# Minimal-entropy martingale measure

In probability theory, the minimal-entropy martingale measure (MEMM) is the risk-neutral probability measure that minimises the entropy difference between the objective probability measure, ${\displaystyle P}$, and the risk-neutral measure, ${\displaystyle Q}$. In incomplete markets, this is one way of choosing a risk-neutral measure (from the infinite number available) so as to still maintain the no-arbitrage conditions.
The MEMM has the advantage that the measure ${\displaystyle Q}$ will always be equivalent to the measure ${\displaystyle P}$ by construction. Another common choice of equivalent martingale measure is the minimal martingale measure, which minimises the variance of the equivalent martingale. For certain situations, the resultant measure ${\displaystyle Q}$ will not be equivalent to ${\displaystyle P}$.

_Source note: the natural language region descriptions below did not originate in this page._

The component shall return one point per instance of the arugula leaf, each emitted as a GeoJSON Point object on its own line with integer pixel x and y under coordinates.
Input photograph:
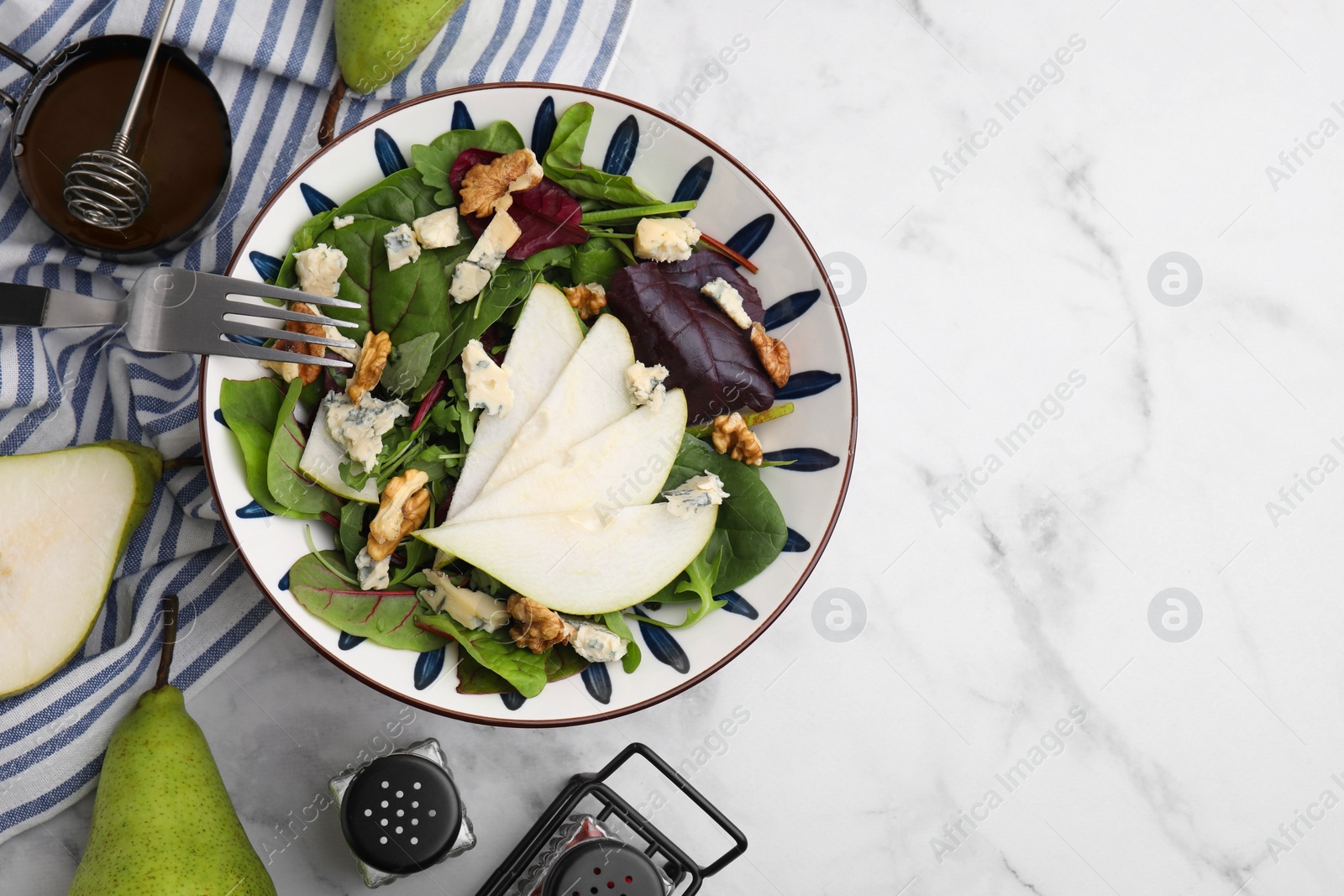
{"type": "Point", "coordinates": [250, 409]}
{"type": "Point", "coordinates": [564, 163]}
{"type": "Point", "coordinates": [472, 678]}
{"type": "Point", "coordinates": [522, 668]}
{"type": "Point", "coordinates": [596, 261]}
{"type": "Point", "coordinates": [383, 617]}
{"type": "Point", "coordinates": [407, 363]}
{"type": "Point", "coordinates": [433, 161]}
{"type": "Point", "coordinates": [284, 481]}
{"type": "Point", "coordinates": [616, 622]}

In a finite probability model, for objective probabilities ${\displaystyle p_{i}}$ and risk-neutral probabilities ${\displaystyle q_{i}}$ then one must minimise the Kullback–Leibler divergence ${\displaystyle D_{KL}(Q\|P)=\sum _{i=1}^{N}q_{i}\ln \left({\frac {q_{i}}{p_{i}}}\right)}$ subject to the requirement that the expected return is ${\displaystyle r}$, where ${\displaystyle r}$ is the risk-free rate.